I have spent many years on Yahoo and Google group boards searching for other kindred souls to share with what I know. I have found some that became fellow journeyman and I have found others that became a thorn in my side. It is these thorns that have caused me to write. So often I would put up a secret of Gann only to have it shot down or to find myself dismissed from the board. Being a non-confrontational person, I quietly went my way. And often it was for my own betterment. Why? Because on the day that my father found out about Gann he called laughing and asked if I knew where my Grandfather was from. I had to admit no, not a clue. He continued laughing only to relate that Gann was from Lufkin as was my grandfather, and he related the ties to Gann.
It was this moment when I put aside all the garbage from the boards and the efforts to solve what they said and followed my own mind. I learned to trust in myself and my own interpretation of what Gann had written, and its meaning. This was the moment I became free of the red herrings and misdirection so prevalent in the world of Gann.
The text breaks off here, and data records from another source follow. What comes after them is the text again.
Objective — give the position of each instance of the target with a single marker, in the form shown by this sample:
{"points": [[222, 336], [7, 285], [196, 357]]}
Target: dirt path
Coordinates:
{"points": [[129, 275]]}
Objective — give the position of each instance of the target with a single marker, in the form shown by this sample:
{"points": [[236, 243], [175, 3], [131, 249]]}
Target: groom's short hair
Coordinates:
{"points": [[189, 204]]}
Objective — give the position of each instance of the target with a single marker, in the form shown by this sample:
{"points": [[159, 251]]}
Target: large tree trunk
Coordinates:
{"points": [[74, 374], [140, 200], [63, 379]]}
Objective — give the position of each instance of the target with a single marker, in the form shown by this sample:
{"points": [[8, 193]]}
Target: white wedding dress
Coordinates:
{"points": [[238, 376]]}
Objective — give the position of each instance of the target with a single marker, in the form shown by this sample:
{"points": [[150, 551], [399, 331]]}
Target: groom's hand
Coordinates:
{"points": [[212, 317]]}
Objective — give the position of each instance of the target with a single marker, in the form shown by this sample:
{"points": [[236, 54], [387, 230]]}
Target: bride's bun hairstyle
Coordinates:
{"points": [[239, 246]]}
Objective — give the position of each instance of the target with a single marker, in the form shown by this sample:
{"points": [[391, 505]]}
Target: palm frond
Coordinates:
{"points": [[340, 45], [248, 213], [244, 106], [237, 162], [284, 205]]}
Now after another 12 years of research I can ask why do they do this? What is gained? What purpose does it serve to create confusion and illusions that are not true?
This is why I am writing the series before you, to share this most wonderful knowledge and wisdom of the Law of Vibration, while also clearing the path of all the idiotic obstacles that so many have placed to prevent others from finding the truth. The semester I did at Summit University was Pallas Athena’s quarter. She is known as the Goddess of Truth. It is that flame that I have followed in the countless hours of research and the times I have walked the path of my life. That is why there is no attempt at confusion, illusion or misdirection. Truth must come out! I am honor bound to tell the Truth by my duty to the Truth!
May my books give you the guidepost to follow my path until you can blaze your own way. May you take comfort that there are those who have traveled the path and know that it can be done. May these books shine a light into the morass of knowledge and understanding until you can see the wonderous threads that tie all of Life together.